Warfighter Hemp customers have told us that by taking CBD at least 30 minutes before bedtime, it has helped them improve their sleep.**** But don’t just take our word for it, here is just a small snippet of what our customers have shared with us from TrustPilot.
So how does CBD help with sleep?
There is still much research to be made about CBD for sleep help. Research from 2014 looked at four patients with Parkinson’s disease. It found that CBD improved the symptoms of REM sleep behavior disorder (RBD), a disorder in which a person acts out their dreams. RBD is associated with poor sleep and nightmares.
CBD may also trigger tiredness or a sleep response through its reported effects on the 5-HT1a serotonin receptors, as observed in a study published in the medical journal Pain. The study was on rats and according to the study, “Repeated treatment with CBD (5 mg/kg/day, subcutaneously [s.c.], for 7 days) increased 5-HT firing through desensitization of 5-HT1A receptors.”
CBD and Sleep Stress
Daily stress can also be a primary contributor to your lack of sleep. Do you often find yourself lying awake in bed at night with your mind racing? Perhaps your issue isn’t just with sleep itself. CBD has been known to help support a sense of calm for focus as well, so if a daily supplement seems to better fit your schedule, CBD capsules, oils and bath bombs can also play a part in your routine.
If you are feeling stressed before bedtime, here a few things to try:
- Journal – the old-school way of ‘brain dumping’ is to journal your day and what is bothering you. Since you want to avoid light 30 minutes before bedtime, the best way to journal is via a real journal book and pen. Treat yourself to a lovely set and try it!
- A relaxing bath – as outlined above, the warm water and relaxing essential oils can help you simmer down for a restful night.
- Meditate – try one of the many meditation apps available, or just sit in peace and quiet for 5 minutes in your bedroom with soft music playing. There is no right or wrong way to meditate!

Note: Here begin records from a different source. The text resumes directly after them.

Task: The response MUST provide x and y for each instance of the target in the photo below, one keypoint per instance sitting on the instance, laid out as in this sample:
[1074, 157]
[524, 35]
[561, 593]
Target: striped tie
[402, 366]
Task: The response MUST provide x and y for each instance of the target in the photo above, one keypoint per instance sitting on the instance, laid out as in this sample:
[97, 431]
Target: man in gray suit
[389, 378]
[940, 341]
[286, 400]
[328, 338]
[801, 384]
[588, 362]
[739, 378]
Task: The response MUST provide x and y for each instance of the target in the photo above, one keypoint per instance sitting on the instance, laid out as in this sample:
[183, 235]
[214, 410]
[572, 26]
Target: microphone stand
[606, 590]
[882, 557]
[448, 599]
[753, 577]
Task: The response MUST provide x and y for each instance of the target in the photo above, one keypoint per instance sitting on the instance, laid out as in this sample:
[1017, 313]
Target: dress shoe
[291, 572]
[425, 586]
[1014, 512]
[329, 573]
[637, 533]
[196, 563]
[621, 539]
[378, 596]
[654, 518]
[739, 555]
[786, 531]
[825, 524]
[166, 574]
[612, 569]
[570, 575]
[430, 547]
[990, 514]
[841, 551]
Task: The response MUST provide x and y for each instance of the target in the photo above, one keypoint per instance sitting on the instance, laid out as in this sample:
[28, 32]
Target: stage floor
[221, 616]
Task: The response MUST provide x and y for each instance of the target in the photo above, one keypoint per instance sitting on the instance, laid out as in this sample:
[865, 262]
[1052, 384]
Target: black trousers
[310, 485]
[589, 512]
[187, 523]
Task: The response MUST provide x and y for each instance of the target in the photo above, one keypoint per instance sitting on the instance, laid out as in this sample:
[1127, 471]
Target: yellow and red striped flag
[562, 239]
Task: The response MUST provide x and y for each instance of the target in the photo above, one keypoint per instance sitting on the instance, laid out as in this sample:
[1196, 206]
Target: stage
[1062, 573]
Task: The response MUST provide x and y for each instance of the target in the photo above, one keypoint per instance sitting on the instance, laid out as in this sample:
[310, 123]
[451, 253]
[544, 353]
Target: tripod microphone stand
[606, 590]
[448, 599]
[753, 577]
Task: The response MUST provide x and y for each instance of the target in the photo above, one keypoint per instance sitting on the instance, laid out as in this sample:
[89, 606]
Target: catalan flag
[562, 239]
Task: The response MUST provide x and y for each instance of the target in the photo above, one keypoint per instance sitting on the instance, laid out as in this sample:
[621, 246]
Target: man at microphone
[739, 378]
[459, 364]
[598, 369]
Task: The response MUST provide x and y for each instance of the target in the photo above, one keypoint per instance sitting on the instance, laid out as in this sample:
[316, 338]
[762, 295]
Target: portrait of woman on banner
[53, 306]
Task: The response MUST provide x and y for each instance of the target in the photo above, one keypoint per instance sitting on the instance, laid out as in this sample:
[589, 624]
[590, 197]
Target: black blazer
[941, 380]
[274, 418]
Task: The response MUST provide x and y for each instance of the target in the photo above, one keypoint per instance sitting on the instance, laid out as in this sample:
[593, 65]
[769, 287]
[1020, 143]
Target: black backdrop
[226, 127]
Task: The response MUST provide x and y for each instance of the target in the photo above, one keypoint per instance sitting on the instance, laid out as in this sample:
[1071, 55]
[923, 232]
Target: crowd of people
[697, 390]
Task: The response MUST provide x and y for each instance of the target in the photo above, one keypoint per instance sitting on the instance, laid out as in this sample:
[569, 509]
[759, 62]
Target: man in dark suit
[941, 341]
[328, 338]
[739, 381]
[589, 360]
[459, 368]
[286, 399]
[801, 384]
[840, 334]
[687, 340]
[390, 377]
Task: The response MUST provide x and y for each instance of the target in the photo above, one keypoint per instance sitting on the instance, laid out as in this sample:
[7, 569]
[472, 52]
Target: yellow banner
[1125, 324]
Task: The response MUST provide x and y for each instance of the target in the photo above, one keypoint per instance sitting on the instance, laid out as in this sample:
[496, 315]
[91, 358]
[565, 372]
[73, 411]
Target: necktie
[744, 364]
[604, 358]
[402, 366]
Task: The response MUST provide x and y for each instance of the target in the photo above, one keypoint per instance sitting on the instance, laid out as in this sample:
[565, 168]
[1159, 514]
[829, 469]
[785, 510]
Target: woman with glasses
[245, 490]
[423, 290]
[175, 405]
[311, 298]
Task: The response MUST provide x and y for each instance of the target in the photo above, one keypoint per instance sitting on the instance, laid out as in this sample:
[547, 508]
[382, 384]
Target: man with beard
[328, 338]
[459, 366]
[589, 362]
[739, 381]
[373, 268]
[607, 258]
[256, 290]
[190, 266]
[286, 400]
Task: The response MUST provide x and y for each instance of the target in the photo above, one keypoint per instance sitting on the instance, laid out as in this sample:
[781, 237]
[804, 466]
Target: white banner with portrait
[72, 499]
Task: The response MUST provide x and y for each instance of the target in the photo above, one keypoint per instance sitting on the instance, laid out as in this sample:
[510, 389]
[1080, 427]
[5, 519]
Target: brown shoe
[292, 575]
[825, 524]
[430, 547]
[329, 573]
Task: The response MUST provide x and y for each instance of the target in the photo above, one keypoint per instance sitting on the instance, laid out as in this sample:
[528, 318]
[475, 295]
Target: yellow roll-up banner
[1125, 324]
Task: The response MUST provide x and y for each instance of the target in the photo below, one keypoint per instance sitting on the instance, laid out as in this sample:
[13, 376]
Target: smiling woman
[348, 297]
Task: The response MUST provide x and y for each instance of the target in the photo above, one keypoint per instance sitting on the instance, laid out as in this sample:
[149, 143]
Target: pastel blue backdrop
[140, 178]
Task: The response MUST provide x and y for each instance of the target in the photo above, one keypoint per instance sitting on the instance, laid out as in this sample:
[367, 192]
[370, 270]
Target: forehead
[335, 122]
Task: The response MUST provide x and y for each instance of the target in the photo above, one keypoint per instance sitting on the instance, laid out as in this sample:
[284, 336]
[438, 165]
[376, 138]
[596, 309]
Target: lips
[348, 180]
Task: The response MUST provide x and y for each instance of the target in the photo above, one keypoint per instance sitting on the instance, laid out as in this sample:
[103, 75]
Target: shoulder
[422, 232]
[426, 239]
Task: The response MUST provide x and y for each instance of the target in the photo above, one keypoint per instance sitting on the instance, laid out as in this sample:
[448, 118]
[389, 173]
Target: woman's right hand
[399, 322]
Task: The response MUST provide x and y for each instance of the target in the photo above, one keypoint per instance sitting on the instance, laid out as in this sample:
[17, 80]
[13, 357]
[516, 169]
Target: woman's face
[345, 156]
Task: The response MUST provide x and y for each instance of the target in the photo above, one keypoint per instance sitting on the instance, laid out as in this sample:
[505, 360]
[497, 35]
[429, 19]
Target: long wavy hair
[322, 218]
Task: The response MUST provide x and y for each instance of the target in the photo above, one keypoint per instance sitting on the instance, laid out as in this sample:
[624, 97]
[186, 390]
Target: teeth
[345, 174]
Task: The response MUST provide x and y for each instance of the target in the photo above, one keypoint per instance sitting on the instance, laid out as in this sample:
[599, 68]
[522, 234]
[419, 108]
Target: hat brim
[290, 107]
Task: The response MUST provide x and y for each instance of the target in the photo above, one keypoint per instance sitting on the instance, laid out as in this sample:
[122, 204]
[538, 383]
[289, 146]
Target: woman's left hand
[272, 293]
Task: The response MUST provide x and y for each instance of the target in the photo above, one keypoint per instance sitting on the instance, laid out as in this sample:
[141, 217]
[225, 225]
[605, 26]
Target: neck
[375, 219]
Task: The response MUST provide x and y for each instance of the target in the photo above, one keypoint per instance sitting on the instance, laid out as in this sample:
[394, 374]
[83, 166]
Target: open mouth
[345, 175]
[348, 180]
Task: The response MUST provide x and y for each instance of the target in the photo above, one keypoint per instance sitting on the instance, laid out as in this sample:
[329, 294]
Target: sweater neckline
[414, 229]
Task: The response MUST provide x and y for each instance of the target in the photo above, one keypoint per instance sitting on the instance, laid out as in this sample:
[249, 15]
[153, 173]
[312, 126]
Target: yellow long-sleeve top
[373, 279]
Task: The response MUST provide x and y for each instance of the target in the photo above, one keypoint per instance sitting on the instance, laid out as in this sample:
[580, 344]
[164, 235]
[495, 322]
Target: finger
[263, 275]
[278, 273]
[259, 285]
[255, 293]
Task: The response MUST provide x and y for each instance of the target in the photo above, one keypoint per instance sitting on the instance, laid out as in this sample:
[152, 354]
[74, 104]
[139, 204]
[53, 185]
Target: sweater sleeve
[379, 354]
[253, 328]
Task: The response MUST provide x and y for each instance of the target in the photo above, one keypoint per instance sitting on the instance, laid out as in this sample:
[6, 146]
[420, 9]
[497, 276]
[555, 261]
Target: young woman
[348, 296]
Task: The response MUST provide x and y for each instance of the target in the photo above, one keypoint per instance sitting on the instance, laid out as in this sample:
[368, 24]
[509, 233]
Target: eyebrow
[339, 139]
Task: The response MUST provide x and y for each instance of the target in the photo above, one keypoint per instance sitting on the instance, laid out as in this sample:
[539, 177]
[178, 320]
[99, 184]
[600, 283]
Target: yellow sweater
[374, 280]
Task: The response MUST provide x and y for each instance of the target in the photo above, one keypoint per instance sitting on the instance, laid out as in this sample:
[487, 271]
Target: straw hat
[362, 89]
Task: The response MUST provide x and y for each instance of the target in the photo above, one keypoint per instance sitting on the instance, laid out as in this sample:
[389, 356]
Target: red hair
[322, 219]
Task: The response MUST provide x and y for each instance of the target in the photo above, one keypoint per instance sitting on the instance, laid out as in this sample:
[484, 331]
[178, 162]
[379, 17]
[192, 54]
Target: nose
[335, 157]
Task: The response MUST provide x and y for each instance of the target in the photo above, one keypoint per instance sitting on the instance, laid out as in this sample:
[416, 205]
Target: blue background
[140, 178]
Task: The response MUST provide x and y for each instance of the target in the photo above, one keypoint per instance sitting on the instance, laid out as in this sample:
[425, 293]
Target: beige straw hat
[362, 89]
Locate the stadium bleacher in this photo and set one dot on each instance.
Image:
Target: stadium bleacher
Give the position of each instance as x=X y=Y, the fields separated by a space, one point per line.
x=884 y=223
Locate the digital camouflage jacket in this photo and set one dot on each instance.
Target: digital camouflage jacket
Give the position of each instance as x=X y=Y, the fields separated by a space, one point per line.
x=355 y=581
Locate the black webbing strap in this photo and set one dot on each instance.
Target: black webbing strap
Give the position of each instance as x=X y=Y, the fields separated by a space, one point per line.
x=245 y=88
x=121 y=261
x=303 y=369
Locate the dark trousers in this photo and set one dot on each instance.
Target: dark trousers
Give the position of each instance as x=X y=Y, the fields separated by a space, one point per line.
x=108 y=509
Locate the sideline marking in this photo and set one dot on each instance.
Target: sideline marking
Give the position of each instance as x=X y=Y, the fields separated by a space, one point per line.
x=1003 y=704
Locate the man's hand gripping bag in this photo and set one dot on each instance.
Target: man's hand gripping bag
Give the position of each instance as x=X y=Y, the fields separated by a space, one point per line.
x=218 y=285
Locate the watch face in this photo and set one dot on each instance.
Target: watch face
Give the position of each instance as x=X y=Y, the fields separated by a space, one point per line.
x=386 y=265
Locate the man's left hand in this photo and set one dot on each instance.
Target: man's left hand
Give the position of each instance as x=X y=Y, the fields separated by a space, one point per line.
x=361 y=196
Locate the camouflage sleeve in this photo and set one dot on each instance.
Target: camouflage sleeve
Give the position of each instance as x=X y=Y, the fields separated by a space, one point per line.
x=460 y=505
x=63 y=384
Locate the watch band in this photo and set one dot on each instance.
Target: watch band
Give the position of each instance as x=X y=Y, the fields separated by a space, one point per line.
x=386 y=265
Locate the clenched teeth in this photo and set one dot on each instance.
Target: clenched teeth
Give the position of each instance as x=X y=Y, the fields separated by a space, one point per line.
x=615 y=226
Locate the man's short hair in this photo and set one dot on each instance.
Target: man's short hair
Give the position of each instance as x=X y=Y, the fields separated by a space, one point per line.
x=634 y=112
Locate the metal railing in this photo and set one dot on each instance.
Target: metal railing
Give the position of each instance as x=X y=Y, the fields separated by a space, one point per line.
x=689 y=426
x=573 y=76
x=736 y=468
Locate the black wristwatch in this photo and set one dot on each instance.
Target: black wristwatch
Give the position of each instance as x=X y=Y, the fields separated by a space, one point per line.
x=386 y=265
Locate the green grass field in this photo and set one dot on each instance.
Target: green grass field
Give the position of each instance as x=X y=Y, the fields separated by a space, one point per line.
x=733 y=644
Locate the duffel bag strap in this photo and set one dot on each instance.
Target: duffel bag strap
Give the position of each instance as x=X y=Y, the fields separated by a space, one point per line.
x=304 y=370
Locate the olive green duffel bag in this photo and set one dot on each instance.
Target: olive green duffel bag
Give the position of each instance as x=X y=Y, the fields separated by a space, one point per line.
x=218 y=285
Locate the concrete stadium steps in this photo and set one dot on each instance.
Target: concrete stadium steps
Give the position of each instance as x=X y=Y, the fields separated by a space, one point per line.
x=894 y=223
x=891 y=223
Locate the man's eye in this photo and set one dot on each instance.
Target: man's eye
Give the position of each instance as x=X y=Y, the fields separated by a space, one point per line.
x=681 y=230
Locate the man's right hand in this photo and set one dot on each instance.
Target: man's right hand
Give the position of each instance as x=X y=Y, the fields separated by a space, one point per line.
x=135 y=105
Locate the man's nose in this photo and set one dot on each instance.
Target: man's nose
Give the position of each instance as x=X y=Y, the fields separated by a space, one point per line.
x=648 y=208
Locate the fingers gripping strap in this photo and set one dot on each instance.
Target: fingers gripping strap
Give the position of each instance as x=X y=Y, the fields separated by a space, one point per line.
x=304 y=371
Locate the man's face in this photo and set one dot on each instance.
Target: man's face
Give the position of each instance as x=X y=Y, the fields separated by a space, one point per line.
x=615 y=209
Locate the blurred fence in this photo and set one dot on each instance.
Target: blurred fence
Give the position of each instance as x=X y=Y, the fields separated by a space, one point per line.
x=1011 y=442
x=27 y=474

- Adding essential oils to a diffuser – adding lavender or other known calming essential oils to a room diffuser could help relieve stress and tension before bedtime.
What is the Best CBD Oil for Sleep?
When it comes to selecting the best product for you, it helps to understand how each option was designed to fit into your routine.
CBD Oil for Sleep: As we mentioned, CBD oil is a great option and an easy add-in for bringing hemp extract into your daily routine. Warfighter Hemp oils contain CBD plus naturally occurring phytocannabinoids, terpenes, flavonoids, and more in each serving, and can easily be mixed into your favorite food or drink if you don’t like taking is sublingually. Curious about how Warfighter Hemp is farmed and bottled, visit How Hemp Can Help.
CBD Capsules for Sleep: When life gets busy, CBD liquid capsules make it easy to add Warfighter Hemp’s hemp extract to your wellness routine. They go where you go, delivering a precise serving every time.
CBD Gummies for Sleep: (coming soon!) And if you’re looking for another alternative, great things can also come from a gummy.
Tying it All Together
The basic pressures of our daily lives can be constant sources of stress leading to possible long-term negative health effects – including lack of sleep! Try these above tips and tricks to help you fall asleep faster – and stay asleep through the night. Utilizing CBD for sleep can help restore a sense of calm and focus, allowing you to more effectively handle the ordinary problems daily life presents.*****
***** These statements have not been evaluated by the Food and Drug Administration. This product is not intended to diagnose, treat, cure or prevent any disease.